One approach I’ve though of is to create batches that have a continuous part of the chapter’s text and are shaped (batch_size, timesteps) (timesteps = words). That is, if you merged the batches by their columns, you get a part of the chapter’s text. Here’s an example of what the batch inputs would look like:

Batch #1
--------------------------------Timesteps --------------------
batch element 1| word_1 | word_2 | word_3 |
batch element 2| word_2 | word_3 | word_4 |
batch element 3| word_3 | word_4 | word_5 |

Batch #2
--------------------------------Timesteps --------------------
batch element 1| word_4 | word_5 | word_6 |
batch element 2| word_5 | word_6 | word_7 |
batch element 3| word_6 | word_7 | word_8 |

The target batch would have the timesteps shifted by +1 so the model predicts the next word for the corresponding timestep in the input batch. Note each row in a batch starts +1 timestep from the above row.
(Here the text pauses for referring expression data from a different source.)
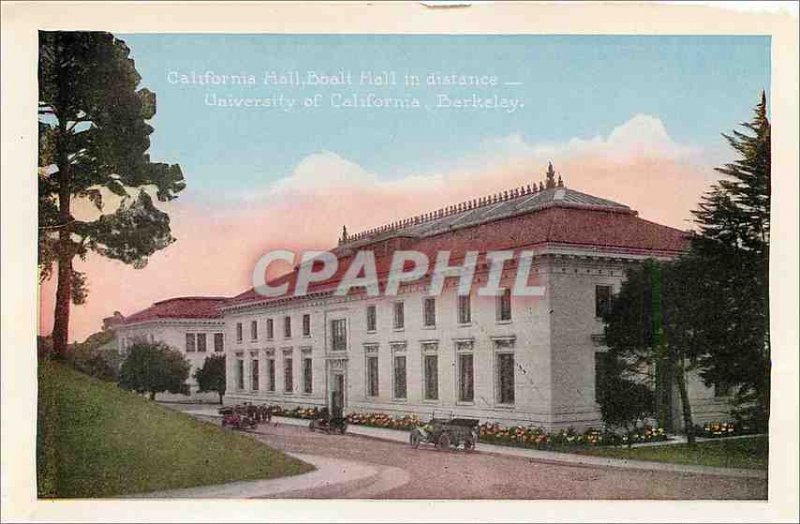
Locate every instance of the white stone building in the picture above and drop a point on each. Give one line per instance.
(192, 325)
(509, 359)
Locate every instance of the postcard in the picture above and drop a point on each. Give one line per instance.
(449, 267)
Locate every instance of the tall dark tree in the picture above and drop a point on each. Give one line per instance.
(211, 377)
(93, 142)
(733, 244)
(650, 328)
(154, 368)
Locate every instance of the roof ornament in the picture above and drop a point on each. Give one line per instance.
(551, 176)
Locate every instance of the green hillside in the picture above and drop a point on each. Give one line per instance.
(95, 440)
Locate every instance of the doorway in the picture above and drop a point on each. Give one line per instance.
(337, 396)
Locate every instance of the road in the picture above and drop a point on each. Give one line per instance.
(426, 473)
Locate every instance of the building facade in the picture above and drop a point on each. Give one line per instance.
(507, 359)
(192, 325)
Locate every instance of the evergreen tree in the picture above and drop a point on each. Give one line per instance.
(93, 142)
(649, 330)
(733, 248)
(211, 377)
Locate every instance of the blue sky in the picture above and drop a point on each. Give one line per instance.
(571, 87)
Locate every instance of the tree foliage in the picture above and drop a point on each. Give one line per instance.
(625, 403)
(211, 377)
(93, 143)
(92, 358)
(154, 368)
(650, 325)
(733, 245)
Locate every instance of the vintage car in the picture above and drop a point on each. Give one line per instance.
(324, 422)
(238, 417)
(446, 434)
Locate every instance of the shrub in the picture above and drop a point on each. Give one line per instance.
(154, 368)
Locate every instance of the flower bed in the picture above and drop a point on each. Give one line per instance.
(381, 420)
(298, 412)
(723, 429)
(494, 433)
(538, 438)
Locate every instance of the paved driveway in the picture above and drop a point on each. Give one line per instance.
(432, 474)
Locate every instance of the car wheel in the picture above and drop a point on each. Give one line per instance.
(469, 443)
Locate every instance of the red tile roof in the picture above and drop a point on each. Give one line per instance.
(180, 307)
(592, 223)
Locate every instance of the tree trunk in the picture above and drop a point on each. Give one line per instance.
(65, 246)
(688, 424)
(63, 299)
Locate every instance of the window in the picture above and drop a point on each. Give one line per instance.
(307, 375)
(722, 389)
(271, 374)
(190, 342)
(399, 315)
(504, 370)
(429, 312)
(339, 334)
(254, 374)
(400, 376)
(602, 367)
(464, 313)
(372, 375)
(430, 362)
(240, 374)
(466, 379)
(504, 306)
(602, 300)
(288, 377)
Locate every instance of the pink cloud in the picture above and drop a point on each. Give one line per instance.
(217, 248)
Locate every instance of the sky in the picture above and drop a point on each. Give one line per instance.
(630, 118)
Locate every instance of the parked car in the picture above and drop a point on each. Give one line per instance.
(446, 434)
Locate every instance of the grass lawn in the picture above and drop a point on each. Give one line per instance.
(750, 453)
(96, 440)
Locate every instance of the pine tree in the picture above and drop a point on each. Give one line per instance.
(733, 248)
(93, 142)
(650, 329)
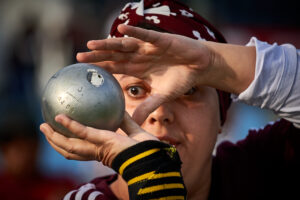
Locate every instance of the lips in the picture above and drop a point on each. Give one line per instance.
(169, 140)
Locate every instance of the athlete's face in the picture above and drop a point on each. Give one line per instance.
(190, 123)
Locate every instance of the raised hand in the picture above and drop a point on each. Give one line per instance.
(170, 63)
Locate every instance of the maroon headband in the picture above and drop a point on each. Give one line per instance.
(173, 17)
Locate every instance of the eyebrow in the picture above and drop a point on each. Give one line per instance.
(123, 76)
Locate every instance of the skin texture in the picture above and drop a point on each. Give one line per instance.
(162, 57)
(169, 91)
(190, 122)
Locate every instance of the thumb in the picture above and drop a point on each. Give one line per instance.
(134, 131)
(150, 104)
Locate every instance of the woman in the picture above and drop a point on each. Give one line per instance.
(174, 78)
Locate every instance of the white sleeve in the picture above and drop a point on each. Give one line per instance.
(276, 85)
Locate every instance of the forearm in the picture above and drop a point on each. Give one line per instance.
(276, 85)
(152, 171)
(232, 67)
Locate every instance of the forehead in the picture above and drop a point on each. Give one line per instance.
(123, 77)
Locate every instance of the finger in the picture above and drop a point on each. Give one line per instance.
(150, 104)
(67, 155)
(98, 56)
(134, 131)
(139, 33)
(72, 146)
(115, 44)
(95, 136)
(129, 126)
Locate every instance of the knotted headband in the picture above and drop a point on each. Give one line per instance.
(173, 17)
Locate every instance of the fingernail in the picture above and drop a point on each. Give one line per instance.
(58, 119)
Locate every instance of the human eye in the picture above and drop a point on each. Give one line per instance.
(136, 91)
(191, 91)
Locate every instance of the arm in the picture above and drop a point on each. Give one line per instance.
(277, 80)
(177, 61)
(151, 168)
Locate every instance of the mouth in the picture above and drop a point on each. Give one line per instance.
(170, 142)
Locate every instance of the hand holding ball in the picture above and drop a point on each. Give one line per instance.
(86, 93)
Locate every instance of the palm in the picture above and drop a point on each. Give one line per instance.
(154, 57)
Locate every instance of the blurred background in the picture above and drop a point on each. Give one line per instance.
(39, 37)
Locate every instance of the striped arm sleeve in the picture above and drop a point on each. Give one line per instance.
(152, 171)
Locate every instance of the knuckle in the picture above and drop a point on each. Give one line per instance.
(71, 149)
(68, 156)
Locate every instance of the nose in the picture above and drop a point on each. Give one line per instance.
(163, 115)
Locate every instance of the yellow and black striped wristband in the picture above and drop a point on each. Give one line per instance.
(152, 171)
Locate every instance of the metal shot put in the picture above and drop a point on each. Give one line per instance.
(85, 93)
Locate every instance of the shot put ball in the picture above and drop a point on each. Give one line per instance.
(85, 93)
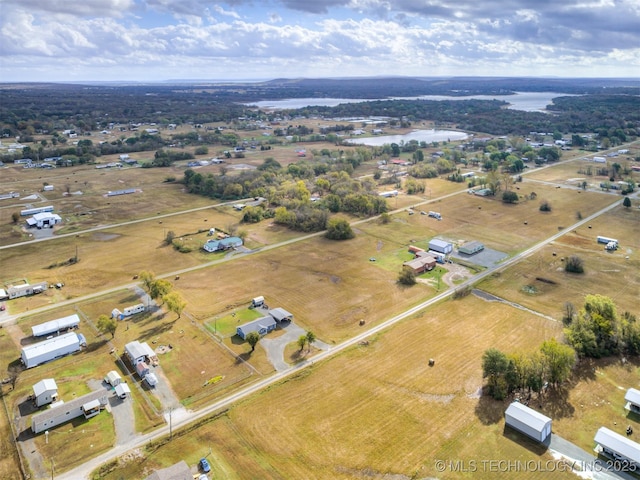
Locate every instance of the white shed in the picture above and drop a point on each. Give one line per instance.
(123, 391)
(45, 391)
(633, 400)
(616, 446)
(113, 378)
(528, 421)
(440, 246)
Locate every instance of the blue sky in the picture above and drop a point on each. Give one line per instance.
(160, 40)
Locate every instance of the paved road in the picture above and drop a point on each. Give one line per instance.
(583, 463)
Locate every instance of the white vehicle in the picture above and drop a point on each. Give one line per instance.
(151, 379)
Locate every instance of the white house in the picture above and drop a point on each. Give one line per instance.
(526, 420)
(139, 352)
(44, 220)
(616, 446)
(45, 392)
(88, 405)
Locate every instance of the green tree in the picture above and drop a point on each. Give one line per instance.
(175, 303)
(510, 197)
(494, 368)
(302, 341)
(169, 237)
(339, 229)
(407, 277)
(574, 264)
(252, 339)
(107, 325)
(560, 360)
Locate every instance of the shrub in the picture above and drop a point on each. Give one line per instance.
(574, 264)
(510, 197)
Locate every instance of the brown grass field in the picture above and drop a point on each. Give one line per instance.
(373, 410)
(607, 273)
(377, 409)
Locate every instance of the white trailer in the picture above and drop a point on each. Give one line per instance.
(55, 326)
(605, 240)
(51, 349)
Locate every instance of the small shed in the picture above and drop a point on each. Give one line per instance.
(142, 369)
(528, 421)
(45, 392)
(616, 446)
(440, 246)
(633, 400)
(421, 264)
(262, 325)
(471, 248)
(281, 315)
(123, 391)
(257, 301)
(113, 378)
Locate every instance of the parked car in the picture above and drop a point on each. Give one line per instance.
(204, 465)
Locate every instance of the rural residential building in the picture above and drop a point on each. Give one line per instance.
(15, 291)
(139, 352)
(56, 326)
(281, 315)
(440, 246)
(51, 349)
(223, 244)
(45, 392)
(471, 248)
(123, 391)
(178, 471)
(88, 405)
(617, 446)
(142, 369)
(526, 420)
(633, 400)
(422, 263)
(262, 325)
(113, 378)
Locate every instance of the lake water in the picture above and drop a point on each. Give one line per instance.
(418, 135)
(526, 101)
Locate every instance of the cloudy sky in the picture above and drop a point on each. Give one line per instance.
(159, 40)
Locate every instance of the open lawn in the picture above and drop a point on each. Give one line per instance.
(379, 408)
(9, 460)
(607, 273)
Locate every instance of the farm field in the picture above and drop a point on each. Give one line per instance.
(378, 407)
(614, 274)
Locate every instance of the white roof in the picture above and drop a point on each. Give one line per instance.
(55, 325)
(136, 349)
(619, 444)
(51, 345)
(633, 396)
(122, 389)
(113, 375)
(527, 415)
(91, 404)
(45, 385)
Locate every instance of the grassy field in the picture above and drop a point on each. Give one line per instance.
(9, 460)
(614, 274)
(378, 408)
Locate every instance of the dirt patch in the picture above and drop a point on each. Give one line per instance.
(105, 237)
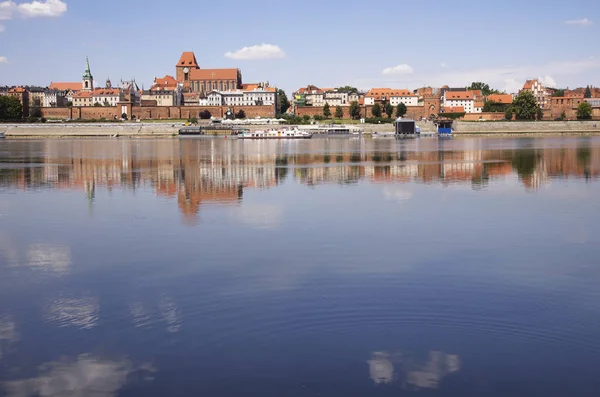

I believe this approach would allow to pass the LSTM states between batch iterations, since the i-th row of a given batch has the text that precedes the text of the next batch’s i-th row. The states resulting form the LSTM layer have shape (num_layers, batch_size, hidden_out), so there is correspondence across the batch dimension in the inputs and the LSTM states.

I tried to create custom Dataset and DataLoader classes for this purpose but have gotten weird results. Specifically, my questions are:

  1. Is the mentioned batch structure a good approach for creating batches for training a text generation LSTM?
  2. Are custom classes of DataLoader a good approach here or is it better to create a tensor with the input info and iterate over it with indexes in the training function?


Yes, this organization of batches should be the correct way to go if you want to “preserve” the hidden state between batches. You probably want to detach() the hidden state though to avoid your computational graph exploding.

You can probably implement this using a Dataset and a Sampler. Here is a basic example that uses this approach to create batches where all sequences in a batch are guaranteed to have the same length. As you can see, the relevant logic is in the Sampler class.

Thanks @vdw! I’ll keep in mind your example with Sampler for future implementations. I actually managed to implement this in a different way with an approach I found on a book: They took the encoded text (list of embedding indexes representing the text) and divide it into chunks, with each chunk sliding +1 word with respect to the previous one. The chunks are sized seq_len +1, so that each chunk contains the input sequence for the model and the target sequence (input: [0:-1], target: [1:]). A Dataset custom class retrieves a chunk from the chunks list by index and returns a tuple with the input and target for the model. This custom Dataset is passed to DataLoader with drop_last=True, generating mini-batches that are contiguous as I described above.